Fałszywe strony stworzone przez oszustów kuszą przede wszystkim atrakcyjnymi ofertami. Kto nie chciałby kupić czegoś za pół ceny? W ten sposób nasza czujność szybko może zostać przykryta płaszczykiem potencjalnych oszczędności. A dalej nie jest łatwiej — fałszywe witryny są dobrze przygotowane, zgadza się interfejs oryginalnego OLX-a, widzimy znajome fonty, logo... Czego chcieć więcej?
Poprawnego adresu strony. To właśnie on wskazuje na to, że znajdujemy się na niewłaściwej stronie internetowej. Fałszywy adres brzmi np. "olx-online.pl".

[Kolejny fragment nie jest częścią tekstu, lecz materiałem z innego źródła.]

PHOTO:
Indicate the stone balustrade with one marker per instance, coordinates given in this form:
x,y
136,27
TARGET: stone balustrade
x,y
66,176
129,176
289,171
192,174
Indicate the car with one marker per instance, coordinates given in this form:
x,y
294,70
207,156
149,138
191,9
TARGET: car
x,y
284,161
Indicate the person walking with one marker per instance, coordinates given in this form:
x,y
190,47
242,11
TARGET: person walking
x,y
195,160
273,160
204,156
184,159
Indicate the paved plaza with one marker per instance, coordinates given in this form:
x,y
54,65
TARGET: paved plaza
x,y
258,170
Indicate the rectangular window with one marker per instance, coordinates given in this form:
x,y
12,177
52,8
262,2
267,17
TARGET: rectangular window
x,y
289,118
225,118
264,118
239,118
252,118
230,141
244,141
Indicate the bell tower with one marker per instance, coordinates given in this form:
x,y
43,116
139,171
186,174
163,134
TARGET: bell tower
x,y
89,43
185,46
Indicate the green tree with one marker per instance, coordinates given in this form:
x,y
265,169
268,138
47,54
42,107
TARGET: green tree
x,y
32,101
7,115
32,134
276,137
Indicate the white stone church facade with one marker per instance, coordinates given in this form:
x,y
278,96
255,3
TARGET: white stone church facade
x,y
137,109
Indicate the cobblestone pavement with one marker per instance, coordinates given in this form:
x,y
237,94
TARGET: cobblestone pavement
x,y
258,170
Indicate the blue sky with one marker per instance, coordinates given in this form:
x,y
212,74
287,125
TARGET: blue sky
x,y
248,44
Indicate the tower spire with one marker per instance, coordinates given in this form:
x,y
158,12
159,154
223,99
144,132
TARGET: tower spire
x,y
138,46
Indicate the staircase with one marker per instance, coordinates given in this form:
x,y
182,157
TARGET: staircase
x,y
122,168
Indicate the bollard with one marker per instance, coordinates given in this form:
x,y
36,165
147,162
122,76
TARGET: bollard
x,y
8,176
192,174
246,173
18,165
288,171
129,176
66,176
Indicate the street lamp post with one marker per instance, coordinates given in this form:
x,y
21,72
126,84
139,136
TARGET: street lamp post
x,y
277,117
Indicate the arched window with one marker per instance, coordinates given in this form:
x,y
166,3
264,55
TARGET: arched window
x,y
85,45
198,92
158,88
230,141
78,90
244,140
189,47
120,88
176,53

Jaki jest cel oszustów? Jak można się było spodziewać, zależy im na przejęciu danych naszych kart płatniczych, ale wyłudzają także kody BLIK. Próba dokonania transakcji przenosi nas bowiem na kolejne fałszywe strony, imitujące serwis PayU czy obsługujący BLIK-a.
O zagrożeniu poinformował na swoim profilu na Twitterze Zespół Reagowania na Incydenty Bezpieczeństwa Komputerowego polskiego sektora finansowego.